Rivers and bogs tamed for centuries at risk of returning to North Sea, MP fears
18:34, 20 November 2024
updated: 18:42, 20 November 2024
English rivers and bogs tamed for centuries are at risk of being flooded, an MP fears.
Steff Aquarone said it is time to make water infrastructure maintenance “sexy”, which flooding minister Emma Hardy said she would try her “best” to achieve.
The Liberal Democrat MP for North Norfolk also called on the Government to join up different agencies which are each responsible for water, drainage and flooding across his county.
In the words of my local water management director, we have to make maintenance sexy. The Romans were the ones who began this work. It would be a tragedy for this to be the generation which finally gave up. Not on my watch
During a Westminster Hall debate about flood preparedness in Norfolk, Mr Aquarone said Norfolk’s landscapes are “filled with farmland and floodplains”.
He continued: “While this combination of waterways and low-lying land contributes to Norfolk being the most beautiful county in the country, it presents a perfect storm for flooding problems.
“Hundreds of years ago, the Norfolk Broads were simply a huge estuary. Work over the centuries has tamed these waterways into what they are today, but without continued work, nature would simply return our area to the North Sea.
“In the words of my local water management director, we have to make maintenance sexy. The Romans were the ones who began this work.
“It would be a tragedy for this to be the generation which finally gave up. Not on my watch.”
Mr Aquarone later praised flooding agencies for working “incredibly hard but they can only work with what they’ve got, and a major issue that many of them face is that their funding settlements are rarely delivered more than one year ahead”.
He urged Ms Hardy to give responsible authorities the ability to set longer term budgets and added: “The responsibilities and powers are broken up and siloed across councils and agencies and statutory bodies, all with expertise and experience but unable to easily be shared across them all.”

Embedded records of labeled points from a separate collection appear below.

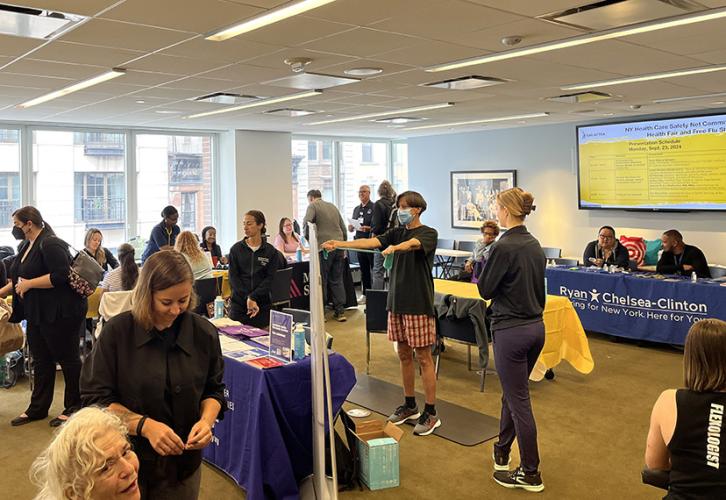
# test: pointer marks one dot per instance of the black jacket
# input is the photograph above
(513, 278)
(381, 213)
(49, 255)
(133, 367)
(251, 273)
(693, 256)
(619, 257)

Turning to cases he had heard from his constituency casework, Mr Aquarone said one farmer lost £100,000 worth of potato crop across 30 acres which were waterlogged, and he asked: “Why are insurers putting or replacing ankle-height plugs in properties they know could flood again when logic would dictate these need to be moved higher up to protect them in the future?”
George Freeman, the Conservative MP for Mid Norfolk, said climate change was driving flooding “compounded by” housebuilding, “plugging in new modern drains to old Victorian village drain infrastructure, and when you get intense rain, the whole lot merges and sewage starts rising through people’s gardens and lavatories”.
Mr Freeman earlier told MPs: “There are 36 organisations in Norfolk – just in Norfolk – tasked with and sharing responsibility for dealing with flooding.
“And basically, none of them are able to take responsibility properly. I’ll be kind, the buck gets passed. People have had enough.”
He suggested Ms Hardy would have “culverts being named after her for decades to come” if she improves data monitoring and accountability.
Green Party co-leader Adrian Ramsay, the MP for Waveney Valley which straddles the Norfolk and Suffolk border, told MPs floodplain, pond and dam restoration is often carried out by “excellent but small charities fighting over pots of money” which need more Government cash across the country.
He called for “no more buck passing and that nature-based solutions get a proper focus and attention”.
Responding, the minister said: “Am I going to make maintenance sexy? Well, I am going to do my best to make maintenance sexy.”
Ms Hardy pointed to a written statement which she made in Parliament earlier this month, which promised a review of the flooding formula and reforms “to ensure that floods funding policy drives close partnership working and brings in wider financial contributions to flood schemes”.
She also said the Environment Agency is working on a “natural flood management (NFM) benefits tool aimed at providing a nationally consistent way of assessing flood risk and wider benefits from NFM projects and this is because in the past, some of the difficulties in getting these flood projects off the ground has been it’s very difficult to calculate the actual benefit that you gain from something when it’s natural flood management”.
She said the Government had allocated £50 million to internal drainage boards and £60 million to storm-affected farmers which could arrive into their bank accounts as soon as Thursday.